Apa itu Lotus Birth?
Lotus birth adalah proses melahirkan bayi dengan tetap membiarkan tali pusat terhubung dengan plasenta selama beberapa hari. Jadi tali pusat dan plasenta yang menempel di pusar bayi tidak langsung dipotong usai ibu bersalin namun dibiarkan mengering sendiri dan lalu terputus sendiri.
Melahirkan dengan metode lotus birth mulai di lirik ibu-ibu hamil karena dianggap lebih alami dan membuat bayi memiliki kekebalan tubuh lebih tinggi. Namun secara ilmu kedokteran, metode ini masih dianggap kontroversi dan dapat berisiko untuk bayi.
Secara persalinan normal, ketika bayi baru lahir maka tali pusar langsung diklem (dijepit) dan dipotong, sehingga terpisah dari plasenta atau ari-ari.
Sedangkan bila melahirkan dengan metode lotus birth, tali pusar tidak akan diklem sehingga masih ada hubungan antara plasenta dan bayi. Plasenta dibiarkan terhubung dengan bayi hingga akhirnya kering dan puput (terlepas) dengan sendirinya dalam 3-4 hari.
Biasanya untuk menghilangkan bau, plasenta yang sudah ditempatkan di dalam baskom atau mangkok besar dibiarkan kering dan diberi garam, bunga atau rempah-rempah yang mengeluarkan wewangian.
Melahirkan dengan metode ini dipercaya dapat mencegah bayi kekurangan zat besi dan membuat bayi memiliki kekebalan tubuh yang tinggi, karena diklaim darah yang masih mengalir dari plasenta dapat memberikan tambahan oksigen, makanan dan antibodi untuk si bayi.
Namun secara kedokteran, metode ini masih dianggap kontroversial dan belum ada penelitiannya secara ilmiah.
"Lotus birth masih kontroversi dan belum ada penelitiannya," tegas dr Frizar Irmansyah,
SpOG, dokter kandungan dari RS Pusat Pertamina, saat dihubungi detikHealth, Jumat (5/10/2012).
Secara medis, lanjut dr Frizar, tali pusar harus segera diklem untuk mencegah bayi menjadi kuning karena bilirubin (senyawa hasil metabolisme hati) yang tinggi.
Terlebih lagi bila terjadi kasus rhesus darah ibu bertentangan dengan bayi. Semakin lama tali pusar dibiarkan, maka akan semakin banyak darah ibu yang tidak sesuai bercampur dengan darah bayi.

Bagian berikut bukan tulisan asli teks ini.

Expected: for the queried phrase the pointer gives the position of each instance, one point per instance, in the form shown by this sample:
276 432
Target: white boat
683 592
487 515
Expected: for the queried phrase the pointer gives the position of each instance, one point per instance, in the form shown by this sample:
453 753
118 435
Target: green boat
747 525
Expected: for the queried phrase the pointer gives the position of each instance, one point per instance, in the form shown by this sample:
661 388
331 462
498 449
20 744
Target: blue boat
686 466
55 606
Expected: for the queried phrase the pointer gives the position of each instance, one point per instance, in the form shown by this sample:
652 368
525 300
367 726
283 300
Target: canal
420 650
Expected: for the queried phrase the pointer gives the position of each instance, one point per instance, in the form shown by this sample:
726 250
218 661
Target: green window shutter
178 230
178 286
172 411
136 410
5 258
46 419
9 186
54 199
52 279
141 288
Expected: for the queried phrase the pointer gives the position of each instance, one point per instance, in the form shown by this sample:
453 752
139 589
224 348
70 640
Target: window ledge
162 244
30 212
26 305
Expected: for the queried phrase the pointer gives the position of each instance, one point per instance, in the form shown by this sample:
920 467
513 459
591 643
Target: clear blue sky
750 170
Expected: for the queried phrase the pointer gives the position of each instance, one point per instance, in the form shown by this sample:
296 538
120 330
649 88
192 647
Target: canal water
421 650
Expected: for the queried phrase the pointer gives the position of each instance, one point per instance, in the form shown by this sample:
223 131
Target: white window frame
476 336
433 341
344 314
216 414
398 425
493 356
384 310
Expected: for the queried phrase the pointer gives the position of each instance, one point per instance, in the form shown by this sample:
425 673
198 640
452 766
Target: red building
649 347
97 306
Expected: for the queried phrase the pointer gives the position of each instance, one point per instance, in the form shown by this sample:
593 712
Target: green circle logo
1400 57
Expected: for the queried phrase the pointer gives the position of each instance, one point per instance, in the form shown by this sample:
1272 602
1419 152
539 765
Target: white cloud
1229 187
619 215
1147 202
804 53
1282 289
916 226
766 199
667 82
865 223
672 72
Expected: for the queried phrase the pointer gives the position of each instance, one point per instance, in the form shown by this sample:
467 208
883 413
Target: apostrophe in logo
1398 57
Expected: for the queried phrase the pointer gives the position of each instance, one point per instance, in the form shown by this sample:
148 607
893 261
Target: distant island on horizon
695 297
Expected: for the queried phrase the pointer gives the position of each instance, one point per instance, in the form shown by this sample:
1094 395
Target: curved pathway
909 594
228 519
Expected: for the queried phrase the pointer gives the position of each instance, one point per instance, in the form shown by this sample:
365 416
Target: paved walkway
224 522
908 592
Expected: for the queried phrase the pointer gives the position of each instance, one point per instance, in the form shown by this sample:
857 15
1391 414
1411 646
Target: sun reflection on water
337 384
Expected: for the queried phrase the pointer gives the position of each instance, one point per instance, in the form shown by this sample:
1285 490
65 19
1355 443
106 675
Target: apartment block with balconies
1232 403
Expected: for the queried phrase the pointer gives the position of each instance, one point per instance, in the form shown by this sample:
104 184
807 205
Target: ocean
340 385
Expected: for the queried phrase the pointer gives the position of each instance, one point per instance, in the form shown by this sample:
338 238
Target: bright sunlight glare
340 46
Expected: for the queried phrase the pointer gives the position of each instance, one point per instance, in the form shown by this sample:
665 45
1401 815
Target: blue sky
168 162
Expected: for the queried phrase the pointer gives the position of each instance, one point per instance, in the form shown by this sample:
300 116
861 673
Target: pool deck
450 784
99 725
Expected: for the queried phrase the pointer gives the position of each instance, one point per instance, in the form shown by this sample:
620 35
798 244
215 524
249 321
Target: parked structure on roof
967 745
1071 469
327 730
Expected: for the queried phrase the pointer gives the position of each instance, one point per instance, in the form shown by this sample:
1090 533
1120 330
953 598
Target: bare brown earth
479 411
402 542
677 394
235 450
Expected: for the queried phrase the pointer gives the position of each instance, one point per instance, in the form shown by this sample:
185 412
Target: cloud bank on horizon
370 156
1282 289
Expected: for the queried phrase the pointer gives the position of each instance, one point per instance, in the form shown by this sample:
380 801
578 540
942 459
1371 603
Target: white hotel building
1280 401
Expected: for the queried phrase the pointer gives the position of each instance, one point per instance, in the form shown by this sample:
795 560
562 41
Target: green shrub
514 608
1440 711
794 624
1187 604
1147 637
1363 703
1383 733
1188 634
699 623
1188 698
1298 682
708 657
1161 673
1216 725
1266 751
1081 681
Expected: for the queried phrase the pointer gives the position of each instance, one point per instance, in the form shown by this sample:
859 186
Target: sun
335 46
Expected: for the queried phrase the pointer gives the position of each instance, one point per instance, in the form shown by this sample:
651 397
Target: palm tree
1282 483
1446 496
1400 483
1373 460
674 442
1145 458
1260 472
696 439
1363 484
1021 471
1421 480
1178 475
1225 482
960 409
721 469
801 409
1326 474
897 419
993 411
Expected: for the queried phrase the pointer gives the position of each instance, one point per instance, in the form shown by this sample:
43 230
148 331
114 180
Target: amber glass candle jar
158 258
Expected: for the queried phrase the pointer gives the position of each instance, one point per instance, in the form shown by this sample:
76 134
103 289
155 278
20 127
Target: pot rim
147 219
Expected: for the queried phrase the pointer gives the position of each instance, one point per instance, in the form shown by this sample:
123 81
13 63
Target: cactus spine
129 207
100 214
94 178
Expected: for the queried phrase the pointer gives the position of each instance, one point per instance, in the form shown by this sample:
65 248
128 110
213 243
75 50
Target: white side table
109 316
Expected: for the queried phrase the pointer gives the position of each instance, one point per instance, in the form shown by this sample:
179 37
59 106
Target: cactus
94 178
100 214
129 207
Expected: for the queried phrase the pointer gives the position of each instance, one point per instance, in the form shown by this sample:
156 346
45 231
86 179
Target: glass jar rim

"Dalam keadaan kurang sehat atau bayi tidak bugar, memang terkadang kita lakukan delay clamping (penundaan klem). Jadi kita biarkan bayi tetap dengan ari-arinya, agar mendapatkan darah lebih banyak," jelas dr Frizar.
Nah, anggapan inilah yang membuat orang-orang percaya bahwa metode lotus birth dapat menambah kekebalan tubuh pada bayi yang baru lahir. Dengan lotus birth, bayi diharapkan mendapatkan lebih banyak darah yang mengandung oksigen, makanan dan antibodi.
Namun dr Frizar menegaskan, plasenta bisa memproduksi antibodi hanya bila masih berada di dalam tubuh ibu.
"Plasenta memang memproduksi antibodi, tapi jika masih berada di dalam tubuh. Kalau sudah di luar ya sudah mati," tutur dr Frizar.
Selain itu, lanjut dr Frizar, darah yang masih ada di plasenta hanyalah sisa-sisa yang jumlahnya tidak seberapa. Secara rasional, menurutnya metode ini kurang bisa dipertanggungjawabkan.
Karena itulah, metode ini belum dapat diterima secara medis dan belum bisa dipraktikkan di rumah sakit. Terlebih belum ada penelitian yang membuktikannya aman untuk ibu dan bayi.
"Saya sendiri tidak mendukung, karena ribet membiarkan bayi selama 3 sampai 4 hari dengan plasentanya. Secara kedokteran juga tidak disarankan karena belum ada penelitian. Saya rasa di rumah sakit mana pun belum ada metode ini, biasanya hanya di rumah-rumah, bidan tertentu atau secara tradisional," jelas dr Frizar.
Menurut dr Frizar, metode ini banyak dipraktikkan di Bali karena budaya Bali pun sangat mendukung.
"Biasanya banyak di Bali karena budaya Bali juga mendukung. Mereka menganggap metode ini sama dengan cara kelahiran Dewa Wisnu yang lahir secara utuh," tutup dr Frizar.